U.S. bond yields posted a big increase late last year, driven by expectations that large fiscal stimulus would lead to stronger growth and higher inflation, factors that would cause the value of haven bonds to fall. But the so-called reflation trade via higher bond-yield wagers has pulled back this year, contributing to bond yields' slides in recent months.
The mild price strength in the bond market suggests many investors are hesitating to place big bets either way before Federal Reserve Chairwoman Janet Yellen's semiannual testimony before Congress Wednesday, said some analysts.
The U.S. consumer-price index report for June is scheduled to be released this Friday, a key data point this week to influence investors' bets on bond yields.
The 10-year Treasury yield had risen to 2.395% earlier Tuesday, weighed down by new debt supply on both sides of the Atlantic.
The U.K. and the Netherlands sold long-term bonds. In the U.S., a $24 billion sale of three-year notes was sold Tuesday afternoon, to be followed by a $20 billion sale of 10-year notes Wednesday and a $12 billion sale of 30-year bonds Thursday.
The three-year note auction drew decent demand, a sign the recent selloff has turned Treasurys into attractive bargains for some investors.
Investors are debating whether bond yields may continue to rise or, like many episodes in the past few years, the selling pressure will eventually fade.
The recent selloff in the global government bond market was driven by anxiety that a broad improvement in the global economy may allow major central banks to pull back ultra loose monetary stimulus. Easy money policy has played a big role driving up government bond prices to historically high levels following the financial crisis.

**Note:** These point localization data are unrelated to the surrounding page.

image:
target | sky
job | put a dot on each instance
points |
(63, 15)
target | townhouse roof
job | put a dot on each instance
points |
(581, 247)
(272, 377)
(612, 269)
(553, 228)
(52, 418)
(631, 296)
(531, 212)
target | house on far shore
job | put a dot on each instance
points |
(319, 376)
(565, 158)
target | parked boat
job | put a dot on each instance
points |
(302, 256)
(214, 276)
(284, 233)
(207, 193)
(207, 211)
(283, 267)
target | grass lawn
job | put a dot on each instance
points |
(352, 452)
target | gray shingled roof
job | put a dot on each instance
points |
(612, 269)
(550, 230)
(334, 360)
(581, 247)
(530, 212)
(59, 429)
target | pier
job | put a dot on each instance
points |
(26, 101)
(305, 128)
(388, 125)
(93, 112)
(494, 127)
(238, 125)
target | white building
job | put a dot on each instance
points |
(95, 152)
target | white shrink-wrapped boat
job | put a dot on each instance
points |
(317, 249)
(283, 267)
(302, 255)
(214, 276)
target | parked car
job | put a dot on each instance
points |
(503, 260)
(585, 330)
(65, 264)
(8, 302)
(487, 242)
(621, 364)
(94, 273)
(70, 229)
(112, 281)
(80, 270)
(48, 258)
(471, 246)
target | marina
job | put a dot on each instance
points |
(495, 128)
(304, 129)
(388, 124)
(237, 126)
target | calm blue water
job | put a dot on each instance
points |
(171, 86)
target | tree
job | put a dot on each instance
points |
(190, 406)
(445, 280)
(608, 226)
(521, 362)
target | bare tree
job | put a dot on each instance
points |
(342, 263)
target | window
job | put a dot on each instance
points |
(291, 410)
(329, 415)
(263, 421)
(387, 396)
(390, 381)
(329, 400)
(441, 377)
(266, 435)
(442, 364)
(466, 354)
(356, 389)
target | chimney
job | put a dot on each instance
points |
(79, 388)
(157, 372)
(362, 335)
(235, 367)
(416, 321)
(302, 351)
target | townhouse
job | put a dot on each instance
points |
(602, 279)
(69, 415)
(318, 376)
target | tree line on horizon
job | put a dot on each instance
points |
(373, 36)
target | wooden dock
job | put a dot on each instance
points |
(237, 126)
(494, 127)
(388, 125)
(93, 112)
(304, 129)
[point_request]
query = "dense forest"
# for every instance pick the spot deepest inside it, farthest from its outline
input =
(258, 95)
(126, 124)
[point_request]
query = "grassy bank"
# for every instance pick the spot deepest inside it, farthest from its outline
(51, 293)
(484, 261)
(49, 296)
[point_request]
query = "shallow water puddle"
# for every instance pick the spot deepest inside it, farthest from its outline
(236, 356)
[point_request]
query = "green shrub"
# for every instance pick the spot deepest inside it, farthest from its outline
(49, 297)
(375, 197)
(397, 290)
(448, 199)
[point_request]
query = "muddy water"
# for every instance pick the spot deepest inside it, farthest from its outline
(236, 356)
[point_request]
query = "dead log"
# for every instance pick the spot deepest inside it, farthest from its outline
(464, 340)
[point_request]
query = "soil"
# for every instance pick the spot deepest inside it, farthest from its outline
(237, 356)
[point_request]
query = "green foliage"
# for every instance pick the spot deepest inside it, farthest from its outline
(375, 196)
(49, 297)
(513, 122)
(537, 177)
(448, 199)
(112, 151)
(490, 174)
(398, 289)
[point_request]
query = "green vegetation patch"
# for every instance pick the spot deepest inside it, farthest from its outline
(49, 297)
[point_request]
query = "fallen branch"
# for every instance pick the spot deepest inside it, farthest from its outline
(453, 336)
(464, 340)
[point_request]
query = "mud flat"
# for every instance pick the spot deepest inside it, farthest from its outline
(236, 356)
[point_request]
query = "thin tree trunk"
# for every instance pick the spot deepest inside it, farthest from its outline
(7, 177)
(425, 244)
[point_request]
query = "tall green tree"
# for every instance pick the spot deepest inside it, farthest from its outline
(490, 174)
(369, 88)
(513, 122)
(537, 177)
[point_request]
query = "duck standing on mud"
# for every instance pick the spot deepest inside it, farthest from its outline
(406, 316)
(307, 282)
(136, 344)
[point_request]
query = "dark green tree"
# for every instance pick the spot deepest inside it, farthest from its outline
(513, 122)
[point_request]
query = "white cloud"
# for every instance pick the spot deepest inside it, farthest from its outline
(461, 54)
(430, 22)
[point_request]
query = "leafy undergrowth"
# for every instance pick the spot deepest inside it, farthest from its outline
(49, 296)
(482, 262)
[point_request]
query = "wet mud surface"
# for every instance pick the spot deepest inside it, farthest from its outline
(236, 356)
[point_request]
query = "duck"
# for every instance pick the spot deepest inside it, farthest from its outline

Worries over the European Central Bank to taper bond buying have in particular been growing. The Bank of Canada is widely expected on Wednesday to raise its benchmark policy rate for the first time in seven years.
Meanwhile, inflation, which is a big threat to long-term government bonds, remains subdued. Over the past few months, U.S. reports have showed inflation pressure slowed down, with some indicators falling below the Fed's 2% target.
Ms. Yellen has shrugged off recent softening inflation readings as temporary. Some money managers are skeptical over her inflation assessment.
The recent bond market selloff "is overdone," said Kevin Giddis, head of fixed-income capital markets at Raymond James. "The ECB will continue to buy bonds, and inflation will continue to be a problem for the U.S. Yields will fall again."
The 10-year yield remains below the 2.446% settled at the end of 2016.